8 thoughts on “You Have a Serious Entertainment Addiction, and It’s Ruining Your Life”

  1. Thanks for the shout out! And I’ve dealt with a few of those “Well, I would never……it must be nice!” My response is “Well, I would…..and it is nice!” Great post!

  2. The balance between indulgence and just-enough can be really tricky. I feel like worse habit is eating out, I’d save myself an absolute fortune if it weren’t for eating out, oh and concerts but I am not ready to part with those just yet!

    1. Eating out used to be my worst vice too! I have no idea where I read it, but there was an article a while back about how it eating out not only costs more money, but takes up more time as well. By the time you get dressed, drive to the restaurant, wait, eat, and then drive home, you’d be better off to have just eaten at home. That really hit home with me, and I’ve since cut down on how much I eat out by a huge amount.

      Thank you so much for stopping by and commenting! ❤️

    1. I think most of us are a little guilty to be completely honest, myself included! Thank you for stopping in today and commenting!

  3. I love this post! We do all have an addiction. I can’t believe during the first years of my marriage we had old flip phones and we could do only one thing on them….call ~ shudders at the thought of this. Most social networks didn’t exist. Netflix came in DVDs you had to send back in the mail and wait 3 days for your movie or series to come…and the list goes on!

    Life was simpler. We did make better decisions. “Hey girls….let’s rollerblade three miles to the DQ across town and back!” ~ and all your GFs enthusiastically join you. And there went one of the best afternoons on a Saturday ever spent.

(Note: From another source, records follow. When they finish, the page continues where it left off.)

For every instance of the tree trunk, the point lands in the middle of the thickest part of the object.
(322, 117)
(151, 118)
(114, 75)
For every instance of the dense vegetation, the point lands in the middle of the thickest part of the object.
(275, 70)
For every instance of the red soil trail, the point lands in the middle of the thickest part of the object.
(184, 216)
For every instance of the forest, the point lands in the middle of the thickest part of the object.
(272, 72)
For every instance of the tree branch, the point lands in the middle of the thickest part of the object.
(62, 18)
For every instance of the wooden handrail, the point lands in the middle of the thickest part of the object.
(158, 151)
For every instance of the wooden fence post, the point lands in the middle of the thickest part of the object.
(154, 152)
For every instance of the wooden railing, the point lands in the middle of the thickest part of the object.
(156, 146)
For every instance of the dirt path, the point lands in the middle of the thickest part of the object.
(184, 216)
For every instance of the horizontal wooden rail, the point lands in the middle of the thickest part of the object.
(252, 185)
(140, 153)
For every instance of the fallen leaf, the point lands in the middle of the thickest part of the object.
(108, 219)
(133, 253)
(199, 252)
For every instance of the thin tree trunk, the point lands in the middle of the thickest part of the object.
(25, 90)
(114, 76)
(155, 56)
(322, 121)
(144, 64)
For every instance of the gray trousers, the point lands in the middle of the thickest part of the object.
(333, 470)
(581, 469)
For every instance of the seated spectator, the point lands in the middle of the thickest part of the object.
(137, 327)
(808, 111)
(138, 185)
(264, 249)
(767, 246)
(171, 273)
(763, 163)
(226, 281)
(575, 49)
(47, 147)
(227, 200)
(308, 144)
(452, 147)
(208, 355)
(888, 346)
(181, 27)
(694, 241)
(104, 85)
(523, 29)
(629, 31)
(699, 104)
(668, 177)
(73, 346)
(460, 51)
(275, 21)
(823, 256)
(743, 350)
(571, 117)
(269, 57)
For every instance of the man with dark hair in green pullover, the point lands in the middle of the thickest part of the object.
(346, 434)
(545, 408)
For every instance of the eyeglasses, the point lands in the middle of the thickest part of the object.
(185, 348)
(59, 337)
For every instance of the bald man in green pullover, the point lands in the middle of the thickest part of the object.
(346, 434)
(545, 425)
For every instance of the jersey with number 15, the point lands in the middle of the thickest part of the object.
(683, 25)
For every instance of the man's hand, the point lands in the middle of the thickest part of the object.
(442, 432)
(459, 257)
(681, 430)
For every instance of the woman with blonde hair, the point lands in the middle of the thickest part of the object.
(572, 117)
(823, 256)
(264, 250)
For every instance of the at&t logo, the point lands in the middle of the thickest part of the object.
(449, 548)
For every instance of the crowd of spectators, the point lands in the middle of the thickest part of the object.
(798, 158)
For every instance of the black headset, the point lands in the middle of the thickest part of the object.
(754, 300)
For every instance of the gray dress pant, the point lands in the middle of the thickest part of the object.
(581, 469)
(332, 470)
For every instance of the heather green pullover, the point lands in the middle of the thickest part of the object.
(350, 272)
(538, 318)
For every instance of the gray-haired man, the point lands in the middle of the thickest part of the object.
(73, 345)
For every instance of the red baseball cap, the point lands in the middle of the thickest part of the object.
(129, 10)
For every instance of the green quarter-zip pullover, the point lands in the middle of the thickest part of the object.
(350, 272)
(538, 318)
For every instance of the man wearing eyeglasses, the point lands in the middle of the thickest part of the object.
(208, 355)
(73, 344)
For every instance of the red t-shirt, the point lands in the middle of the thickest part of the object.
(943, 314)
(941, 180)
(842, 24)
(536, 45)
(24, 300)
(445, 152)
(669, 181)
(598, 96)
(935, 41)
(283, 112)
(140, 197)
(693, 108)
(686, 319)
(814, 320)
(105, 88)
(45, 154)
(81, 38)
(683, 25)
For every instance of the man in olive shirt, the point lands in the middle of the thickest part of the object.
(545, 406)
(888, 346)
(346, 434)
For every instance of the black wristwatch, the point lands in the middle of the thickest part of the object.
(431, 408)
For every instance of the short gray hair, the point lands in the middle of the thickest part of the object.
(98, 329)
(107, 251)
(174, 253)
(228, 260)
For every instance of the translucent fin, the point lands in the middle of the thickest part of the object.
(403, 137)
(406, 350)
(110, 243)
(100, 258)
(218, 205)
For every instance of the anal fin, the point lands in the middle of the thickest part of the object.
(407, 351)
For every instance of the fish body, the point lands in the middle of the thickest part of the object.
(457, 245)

    Recently, my email wasn’t working at work, for a whole day!!! It felt so weird being disconnected. I found myself calling people and telling them right away, “hey, just letting you know if you send me something today…I can’t see it!” They’re response, “enjoy a non-email day and see how much you get done” – it was one of the best days ever. It took me a day to finish something that would normally take me 2 or 3 days to do due to interruptions of email and always feeling compelled having to respond to someone a minute later.

    Great write-up!

    1. Ahh thank you so much for commenting!

      Just the other day I was wondering if Netflix was DVDs via mail initially or if I had just had a strange dream!

      I’m about 4 months into flip phone life, and I have to say that I’m absolutely loving every aspect of it. I feel so superior to “all these youngins on their phones all the time” HAHA.

      Totally wish I grew up in a time/place when rollerblading through town for ice cream was a thing. Alas I grew up in the country (which I do love) away from everyone and “everything”. I envy you for those memories.

      Lastly, yes to the increased productivity! Even getting rid of my smartphone I’m still bad about checking my emails on my desktop when I should be getting some work done.

      Thank you so much for sharing this with me and taking the time to comment, all of this is so very cool!!